Tying Things Together
We have a great start so far. With very little effort, by adapting older D&D content, we’ve got a location (the Ogrefist Hills), a low-level campaign idea (battling the Hill Snakes bandit gang), and a hidden dungeon (the Temple of Yellow Skulls). We also have an item capable of driving later plots (the Yellow Skulls). Before we wrap up, we probably need stats for the skulls, especially if we’re going to build adventures around them later. While we could take a bunch of time and customize each skull, the far easier route is to choose existing magic items and reskin them. Something like this:
|The Yellow Skulls of Thaz Tai’mon
Wondrous item, legendary
The rakshasa prince, Thaz Thai’mon, bound demonic spirits into these three gold-plated human skulls. Each skull holds the souls of no fewer than 6 dark spirits and functions as follows:
Unus: This skull is marked with a rune meaning “one”. It functions exactly like a Talisman of Ultimate Evil.
Duo: Marked with a rune meaning “two,” this skull functions as a wand of fear, except it has a maximum of 6 charges, and regains 1d6 + 2 expended charges each night at dusk.
Umbra: While you hold this skull aloft, you can use an action to speak its command word and summon a shadow demon. For purposes of level, duration, and other limitations, treat this effect as the spell conjure elemental, except it can only summon a shadow demon. The skull cannot be used this way again until the next dawn. Furthermore, each time you use the item, the shadow demon makes a DC 20 Charisma saving throw, rolling at disadvantage. If it succeeds, the demon breaks free and attacks the summoner.
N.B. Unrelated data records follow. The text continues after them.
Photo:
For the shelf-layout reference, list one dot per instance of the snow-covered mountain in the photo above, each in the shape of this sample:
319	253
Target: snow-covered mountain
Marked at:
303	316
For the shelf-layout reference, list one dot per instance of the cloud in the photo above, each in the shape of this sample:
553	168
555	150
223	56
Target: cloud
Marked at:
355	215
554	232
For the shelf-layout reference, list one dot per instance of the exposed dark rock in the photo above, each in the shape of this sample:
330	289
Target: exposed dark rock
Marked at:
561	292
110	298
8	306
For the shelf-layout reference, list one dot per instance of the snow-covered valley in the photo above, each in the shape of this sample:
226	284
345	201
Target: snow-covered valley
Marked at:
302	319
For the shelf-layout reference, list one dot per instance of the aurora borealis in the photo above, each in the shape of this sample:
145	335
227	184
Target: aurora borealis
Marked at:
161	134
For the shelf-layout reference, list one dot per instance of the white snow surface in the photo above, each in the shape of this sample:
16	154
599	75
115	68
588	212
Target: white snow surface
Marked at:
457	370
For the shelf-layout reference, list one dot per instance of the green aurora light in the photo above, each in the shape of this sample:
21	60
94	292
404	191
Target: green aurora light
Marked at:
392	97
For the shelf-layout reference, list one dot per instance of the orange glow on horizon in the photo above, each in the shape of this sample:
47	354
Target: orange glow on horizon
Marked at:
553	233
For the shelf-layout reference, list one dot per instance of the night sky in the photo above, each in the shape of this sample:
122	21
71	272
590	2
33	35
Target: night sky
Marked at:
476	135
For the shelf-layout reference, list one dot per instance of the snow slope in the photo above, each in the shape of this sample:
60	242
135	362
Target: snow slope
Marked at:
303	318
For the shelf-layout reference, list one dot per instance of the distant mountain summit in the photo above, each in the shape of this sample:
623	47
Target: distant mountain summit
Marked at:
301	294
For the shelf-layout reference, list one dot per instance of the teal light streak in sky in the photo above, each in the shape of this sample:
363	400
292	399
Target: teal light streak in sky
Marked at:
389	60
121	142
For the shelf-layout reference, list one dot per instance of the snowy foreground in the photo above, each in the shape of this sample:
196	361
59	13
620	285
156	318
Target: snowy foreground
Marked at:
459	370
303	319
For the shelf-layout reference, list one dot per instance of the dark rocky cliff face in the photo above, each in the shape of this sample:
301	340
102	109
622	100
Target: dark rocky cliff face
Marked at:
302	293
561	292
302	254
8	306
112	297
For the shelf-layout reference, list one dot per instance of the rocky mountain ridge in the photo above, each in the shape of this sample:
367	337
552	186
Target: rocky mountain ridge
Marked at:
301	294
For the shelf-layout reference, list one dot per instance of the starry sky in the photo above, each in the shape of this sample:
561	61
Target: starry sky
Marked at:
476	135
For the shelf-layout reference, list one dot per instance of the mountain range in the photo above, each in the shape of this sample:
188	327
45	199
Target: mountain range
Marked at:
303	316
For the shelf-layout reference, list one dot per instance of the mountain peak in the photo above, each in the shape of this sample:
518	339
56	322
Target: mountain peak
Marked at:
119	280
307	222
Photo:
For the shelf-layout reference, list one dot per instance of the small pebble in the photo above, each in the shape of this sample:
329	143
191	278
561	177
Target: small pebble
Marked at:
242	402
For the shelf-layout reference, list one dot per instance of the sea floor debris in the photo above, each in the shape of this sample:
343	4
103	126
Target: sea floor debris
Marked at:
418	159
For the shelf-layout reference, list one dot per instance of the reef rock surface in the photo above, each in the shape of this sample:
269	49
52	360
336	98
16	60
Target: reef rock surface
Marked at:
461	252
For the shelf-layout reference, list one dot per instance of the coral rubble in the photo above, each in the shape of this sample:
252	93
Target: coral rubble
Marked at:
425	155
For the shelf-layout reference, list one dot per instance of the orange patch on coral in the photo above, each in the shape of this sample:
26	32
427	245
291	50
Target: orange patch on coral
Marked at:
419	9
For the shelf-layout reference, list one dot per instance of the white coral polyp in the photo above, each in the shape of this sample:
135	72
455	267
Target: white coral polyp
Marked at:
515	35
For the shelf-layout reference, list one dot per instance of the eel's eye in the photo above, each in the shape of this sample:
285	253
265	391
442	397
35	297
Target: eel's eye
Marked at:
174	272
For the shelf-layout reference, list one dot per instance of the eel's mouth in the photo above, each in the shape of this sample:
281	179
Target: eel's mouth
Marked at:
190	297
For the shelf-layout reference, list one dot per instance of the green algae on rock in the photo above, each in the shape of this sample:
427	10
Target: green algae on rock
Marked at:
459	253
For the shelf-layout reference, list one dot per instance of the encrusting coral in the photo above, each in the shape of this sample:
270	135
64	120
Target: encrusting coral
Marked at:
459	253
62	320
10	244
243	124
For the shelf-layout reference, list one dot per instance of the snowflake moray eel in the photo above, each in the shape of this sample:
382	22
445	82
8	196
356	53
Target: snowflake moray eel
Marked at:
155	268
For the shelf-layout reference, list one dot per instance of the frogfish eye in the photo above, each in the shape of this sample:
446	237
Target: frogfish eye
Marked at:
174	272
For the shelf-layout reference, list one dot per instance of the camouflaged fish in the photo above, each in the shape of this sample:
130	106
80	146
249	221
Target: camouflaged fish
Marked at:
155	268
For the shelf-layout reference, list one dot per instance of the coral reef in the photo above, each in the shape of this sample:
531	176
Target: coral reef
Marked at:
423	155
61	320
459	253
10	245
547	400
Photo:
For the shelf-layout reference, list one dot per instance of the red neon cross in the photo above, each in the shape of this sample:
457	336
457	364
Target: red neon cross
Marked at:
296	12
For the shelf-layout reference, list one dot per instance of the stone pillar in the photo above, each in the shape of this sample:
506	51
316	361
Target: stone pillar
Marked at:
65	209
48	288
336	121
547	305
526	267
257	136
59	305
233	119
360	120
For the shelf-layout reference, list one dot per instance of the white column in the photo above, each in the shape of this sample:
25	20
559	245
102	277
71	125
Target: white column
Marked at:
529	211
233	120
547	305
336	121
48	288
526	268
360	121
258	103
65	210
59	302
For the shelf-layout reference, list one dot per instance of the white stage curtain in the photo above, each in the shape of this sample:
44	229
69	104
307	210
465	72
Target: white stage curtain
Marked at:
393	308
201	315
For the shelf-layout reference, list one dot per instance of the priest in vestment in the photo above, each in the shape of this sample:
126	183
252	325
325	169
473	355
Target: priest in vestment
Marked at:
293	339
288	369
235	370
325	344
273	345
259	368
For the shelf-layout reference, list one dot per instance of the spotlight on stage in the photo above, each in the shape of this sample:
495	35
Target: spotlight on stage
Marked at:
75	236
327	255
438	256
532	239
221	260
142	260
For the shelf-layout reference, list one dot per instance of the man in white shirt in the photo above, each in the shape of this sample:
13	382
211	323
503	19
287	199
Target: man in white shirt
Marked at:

If this occurs, the skull shatters and no longer functions.
And…we’re done! Well, as done as we need to be for demonstration purposes. If I was to actually run this, I’d need some maps for the temple, stats for Scrum, and maybe a few interesting encounters to pepper throughout the region. However, what we have here is a great starting point.
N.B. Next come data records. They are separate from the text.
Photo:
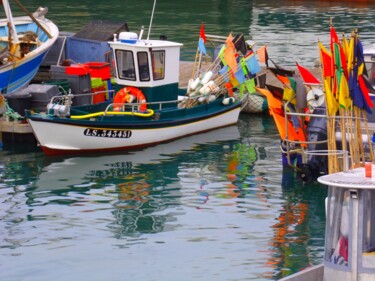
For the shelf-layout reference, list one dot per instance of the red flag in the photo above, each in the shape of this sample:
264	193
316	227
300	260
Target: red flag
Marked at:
334	37
307	76
326	61
365	91
202	33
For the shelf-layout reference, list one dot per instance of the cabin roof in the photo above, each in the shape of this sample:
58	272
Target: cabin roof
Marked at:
147	44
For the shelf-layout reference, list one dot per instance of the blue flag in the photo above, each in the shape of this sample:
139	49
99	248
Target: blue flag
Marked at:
253	65
240	75
201	46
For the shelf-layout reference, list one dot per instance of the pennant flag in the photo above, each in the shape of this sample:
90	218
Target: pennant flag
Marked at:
240	76
350	55
276	91
250	85
202	34
275	107
283	79
223	70
252	65
240	44
229	87
272	101
331	103
221	54
289	95
301	94
281	71
325	60
202	40
334	38
263	55
344	96
244	66
201	46
229	53
307	76
368	102
235	83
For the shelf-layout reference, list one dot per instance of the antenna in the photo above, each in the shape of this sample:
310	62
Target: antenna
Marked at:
152	16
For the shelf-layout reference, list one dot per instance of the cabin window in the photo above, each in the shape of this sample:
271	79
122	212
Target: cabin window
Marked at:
143	67
368	240
158	64
338	227
125	65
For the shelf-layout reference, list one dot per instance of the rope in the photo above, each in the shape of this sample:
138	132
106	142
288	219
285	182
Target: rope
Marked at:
11	113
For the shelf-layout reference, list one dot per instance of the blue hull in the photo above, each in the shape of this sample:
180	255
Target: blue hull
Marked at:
21	75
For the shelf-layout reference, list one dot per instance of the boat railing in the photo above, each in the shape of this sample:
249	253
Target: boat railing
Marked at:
61	104
291	146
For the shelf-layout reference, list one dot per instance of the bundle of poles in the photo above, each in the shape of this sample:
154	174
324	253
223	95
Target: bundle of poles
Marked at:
345	116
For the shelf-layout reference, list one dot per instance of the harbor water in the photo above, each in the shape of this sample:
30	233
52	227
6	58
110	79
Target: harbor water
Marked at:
214	206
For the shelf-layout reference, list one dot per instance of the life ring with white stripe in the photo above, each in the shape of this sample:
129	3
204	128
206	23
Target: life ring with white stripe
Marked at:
123	96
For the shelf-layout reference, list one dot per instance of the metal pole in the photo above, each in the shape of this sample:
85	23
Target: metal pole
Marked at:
152	16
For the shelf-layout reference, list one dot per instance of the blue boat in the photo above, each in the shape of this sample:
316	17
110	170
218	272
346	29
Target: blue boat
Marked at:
24	42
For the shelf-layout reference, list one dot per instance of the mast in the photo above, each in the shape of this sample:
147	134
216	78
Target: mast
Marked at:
11	26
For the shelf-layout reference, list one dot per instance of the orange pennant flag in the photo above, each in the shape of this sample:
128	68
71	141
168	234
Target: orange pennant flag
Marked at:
262	54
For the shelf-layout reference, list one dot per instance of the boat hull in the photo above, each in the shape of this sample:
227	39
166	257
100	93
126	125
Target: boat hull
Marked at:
78	137
18	74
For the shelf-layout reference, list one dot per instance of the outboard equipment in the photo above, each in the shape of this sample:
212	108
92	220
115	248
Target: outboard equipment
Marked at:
316	164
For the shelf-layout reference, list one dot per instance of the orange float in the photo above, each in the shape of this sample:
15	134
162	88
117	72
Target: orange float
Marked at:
123	96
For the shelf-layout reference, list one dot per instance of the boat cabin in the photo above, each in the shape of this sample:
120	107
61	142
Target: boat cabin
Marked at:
350	226
149	65
369	55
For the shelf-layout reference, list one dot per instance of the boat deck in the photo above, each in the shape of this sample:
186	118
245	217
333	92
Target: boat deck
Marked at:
186	70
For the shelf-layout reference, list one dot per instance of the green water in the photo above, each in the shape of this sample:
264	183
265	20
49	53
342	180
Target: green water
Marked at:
216	206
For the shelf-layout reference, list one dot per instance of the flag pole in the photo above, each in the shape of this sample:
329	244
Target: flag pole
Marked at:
152	17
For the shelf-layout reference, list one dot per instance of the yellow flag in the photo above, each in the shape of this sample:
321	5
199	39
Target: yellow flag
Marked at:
350	54
289	95
344	97
331	102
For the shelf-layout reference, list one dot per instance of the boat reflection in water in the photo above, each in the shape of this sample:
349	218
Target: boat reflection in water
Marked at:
219	198
139	179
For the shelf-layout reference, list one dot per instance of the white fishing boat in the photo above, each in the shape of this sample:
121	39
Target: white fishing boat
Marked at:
350	225
146	71
24	42
148	107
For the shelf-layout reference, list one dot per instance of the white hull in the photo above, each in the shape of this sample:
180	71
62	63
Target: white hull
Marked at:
62	137
17	74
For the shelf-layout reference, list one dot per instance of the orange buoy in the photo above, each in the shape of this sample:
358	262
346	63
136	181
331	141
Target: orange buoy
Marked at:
123	96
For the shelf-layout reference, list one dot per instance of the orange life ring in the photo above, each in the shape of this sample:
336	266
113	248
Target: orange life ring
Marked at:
122	96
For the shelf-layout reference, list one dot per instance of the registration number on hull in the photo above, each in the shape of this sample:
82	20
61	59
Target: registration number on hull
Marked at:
107	133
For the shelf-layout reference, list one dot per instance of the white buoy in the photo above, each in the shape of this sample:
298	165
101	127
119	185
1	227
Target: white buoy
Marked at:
195	84
202	99
211	98
227	101
191	81
207	77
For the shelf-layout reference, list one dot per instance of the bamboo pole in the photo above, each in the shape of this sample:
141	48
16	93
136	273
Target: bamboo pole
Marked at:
33	18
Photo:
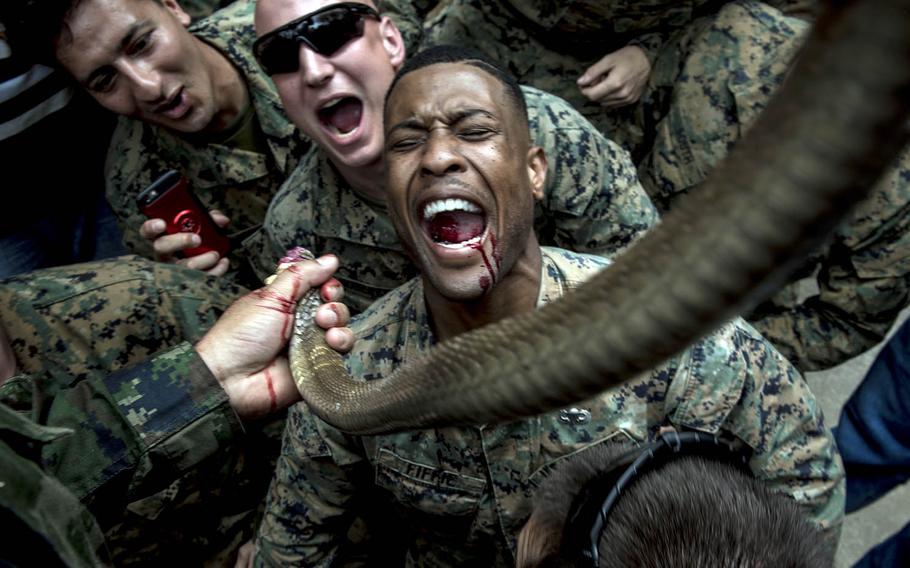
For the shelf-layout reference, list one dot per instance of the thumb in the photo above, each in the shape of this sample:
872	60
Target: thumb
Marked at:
301	276
596	71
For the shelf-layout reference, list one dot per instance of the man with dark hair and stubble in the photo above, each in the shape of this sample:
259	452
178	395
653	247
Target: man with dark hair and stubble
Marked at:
462	178
684	500
191	98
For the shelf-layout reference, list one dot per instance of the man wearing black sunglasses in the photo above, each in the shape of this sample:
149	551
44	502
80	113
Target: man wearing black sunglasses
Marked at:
332	63
462	179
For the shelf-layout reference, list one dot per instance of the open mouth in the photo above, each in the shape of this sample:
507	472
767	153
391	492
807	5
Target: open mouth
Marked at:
174	107
453	223
341	116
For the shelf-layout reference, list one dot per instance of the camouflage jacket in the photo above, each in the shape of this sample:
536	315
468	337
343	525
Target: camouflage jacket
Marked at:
238	182
863	282
103	349
550	44
592	203
90	447
463	494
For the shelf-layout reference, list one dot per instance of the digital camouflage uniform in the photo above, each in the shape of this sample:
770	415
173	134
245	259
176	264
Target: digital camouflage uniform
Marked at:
863	282
549	45
238	182
863	275
461	495
105	349
592	203
710	80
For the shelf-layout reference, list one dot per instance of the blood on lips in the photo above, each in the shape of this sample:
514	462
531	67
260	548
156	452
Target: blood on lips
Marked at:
455	226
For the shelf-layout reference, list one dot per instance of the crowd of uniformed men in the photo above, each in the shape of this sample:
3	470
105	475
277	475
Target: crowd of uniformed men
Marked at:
144	397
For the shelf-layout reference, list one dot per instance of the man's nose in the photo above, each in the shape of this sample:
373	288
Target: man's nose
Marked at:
316	68
145	83
441	156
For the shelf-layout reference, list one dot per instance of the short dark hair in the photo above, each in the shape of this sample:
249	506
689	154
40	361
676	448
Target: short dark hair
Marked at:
33	26
468	56
691	511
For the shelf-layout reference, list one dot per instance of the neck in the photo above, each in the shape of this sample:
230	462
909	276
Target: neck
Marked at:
363	180
228	88
515	294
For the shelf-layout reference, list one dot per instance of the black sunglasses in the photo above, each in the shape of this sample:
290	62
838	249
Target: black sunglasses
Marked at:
325	31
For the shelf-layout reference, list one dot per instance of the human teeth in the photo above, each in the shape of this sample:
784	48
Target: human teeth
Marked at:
433	208
330	104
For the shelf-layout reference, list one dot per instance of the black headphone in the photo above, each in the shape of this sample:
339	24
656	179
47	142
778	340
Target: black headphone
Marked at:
591	507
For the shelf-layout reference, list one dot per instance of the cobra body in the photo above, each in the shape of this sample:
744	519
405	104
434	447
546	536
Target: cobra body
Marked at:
819	145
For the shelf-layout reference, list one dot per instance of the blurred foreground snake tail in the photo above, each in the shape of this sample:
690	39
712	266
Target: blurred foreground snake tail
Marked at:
834	126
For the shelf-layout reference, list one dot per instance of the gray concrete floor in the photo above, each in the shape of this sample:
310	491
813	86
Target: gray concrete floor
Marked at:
867	527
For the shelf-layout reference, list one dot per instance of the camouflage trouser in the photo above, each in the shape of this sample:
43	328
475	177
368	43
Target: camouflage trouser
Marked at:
66	324
708	85
198	9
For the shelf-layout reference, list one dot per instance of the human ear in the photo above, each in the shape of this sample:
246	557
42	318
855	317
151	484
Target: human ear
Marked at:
537	170
392	42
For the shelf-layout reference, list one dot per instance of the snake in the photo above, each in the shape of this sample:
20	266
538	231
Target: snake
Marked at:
821	143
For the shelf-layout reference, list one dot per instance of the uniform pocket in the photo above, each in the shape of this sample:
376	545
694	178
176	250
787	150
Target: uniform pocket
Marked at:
426	488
For purposes of this article, we’ve used a single location from the 4E Dungeon Masters Guide, added rules we found in the core 5E books, and made a mini campaign. All with no real conversion required. Furthermore, I wrote it up with very little effort in a single sitting. Looking at the map, there are several more locations we could give the same treatment, giving us a very robust campaign with minimal work, all thanks to a book from a version of D&D that I don’t even play. Adapting older D&D to the current edition, or any edition, is as easy as that.
Here are a few more out-of-print D&D books that might serve as useful sources of fluff, regardless of what D&D you prefer:
The Forgotten Realms Campaign Setting (3E): A great source of general information about the Realms as it existed prior to the Spellplague and 4E. Easy enough to ignore the 3E stats and just mine for ideas on running the Forgotten Realms.
Dungeon Master’s Guide (1E AD&D): Packed with a surprising amount of inspirational and generally useful info, no matter what version of D&D you play.
AD&D Campaign Sourcebooks (2E AD&D): While written for Second Edition AD&D, these sourcebooks are great sources of information. Options include Vikings, Rome, Celts, and others. Use them to run pseudo-historical campaigns in your edition of choice, or just mine them for ideas.